Le monde du théâtre était déjà assez décloisonné : on jouait régulièrement Bernhard, Jelinek et Heiner Müller. A l’opéra, en revanche, l’histoire de la musique semblait s’arrêter à Wozzeck et Elektra. A partir de 1989, j’ai commencé à me rapprocher de troupes d’opéra indépendantes, consacrées exclusivement à la création. Elles n’avaient alors pas beaucoup de visibilité, et je n’y tenais pas de grands rôles, mais cette expérience m’a permis de rencontrer Georg Friedrich Haas, Wolfgang Rihm ou Friedrich Cerha.
Vous faites aussi partie de ces chanteurs oscillant entre musique ancienne et musique d’aujourd’hui. Comment expliquez-vous ce grand écart entre Monteverdi et Dusapin ?
Il faut être honnête : de nombreux chanteurs débutent seulement dans ces deux répertoires parce qu’on ne leur confie pas de grands rôles classiques. Pour ma part, je suis seulement en train d’aborder les classiques du répertoire dans les grandes maisons, alors que je chante la musique d’aujourd’hui sur les plus grandes scènes depuis plus d’une décennie. Les sphères de la musique ancienne et contemporaine évoluent à l’écart des grandes salles, bien que cela soit de moins en moins le cas. On se fraye un chemin plus facilement dans ce répertoire, et on a plus rapidement l’occasion d’essayer des rôles conséquents, sans pour autant être immédiatement exposé au grand public et à la critique.
De plus, les ensembles baroques et contemporains bénéficient d’une plus grande souplesse. L’artistique est au centre de toutes les préoccupations, et si vous n’avez pas atteint votre objectif à la fin de la répétition, vous continuez jusqu’à ce que tout soit en place. Cette état d’esprit perfectionniste, je le rencontre plus rarement en orchestre ou en opéra.

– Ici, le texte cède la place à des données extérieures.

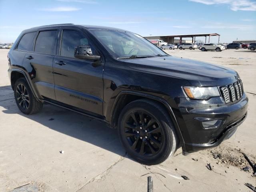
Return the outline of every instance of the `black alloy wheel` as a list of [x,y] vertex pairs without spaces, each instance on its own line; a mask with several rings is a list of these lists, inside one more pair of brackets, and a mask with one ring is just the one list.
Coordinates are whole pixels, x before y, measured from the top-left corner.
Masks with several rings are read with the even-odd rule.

Pensez-vous que cette pratique régulière de la création a eu une influence sur vos interprétations d’œuvres classiques ?
J’ai pour habitude de partir systématiquement du texte lorsque j’aborde une nouvelle œuvre. C’est grâce au texte que je peux comprendre le langage d’un compositeur que je ne connais pas, qu’il soit contemporain ou non. J’ai bien entendu été formé par mon contact régulier avec des compositeurs : ils attirent souvent mon attention sur tel ou tel détail de notation auquel je n’avais pas prêté attention. Bien souvent, ce détail est quelque chose que je peux retrouver dans le répertoire classique.

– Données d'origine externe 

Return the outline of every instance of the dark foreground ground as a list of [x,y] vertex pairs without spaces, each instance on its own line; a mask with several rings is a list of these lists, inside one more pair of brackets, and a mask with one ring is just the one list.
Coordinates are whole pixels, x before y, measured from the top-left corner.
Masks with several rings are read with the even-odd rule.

Ce que je retiens de façon plus générale, c’est que toute notation est une notation imparfaite. Entre ce qu’un compositeur imagine, ce qu’il note, ce que je comprends, et ce que j’interprète, il y a un certaine quantité de détails, une certaine dose d’exactitude qui se perd inévitablement. Aussi précis que soit le système de notation traditionnel, il reste toujours un calque imparfait de la pensée du compositeur. Par conséquent, je considère qu’interpréter, c’est traduire. Ce mot d’ordre guide aussi bien mon travail dans le grand répertoire que dans la création.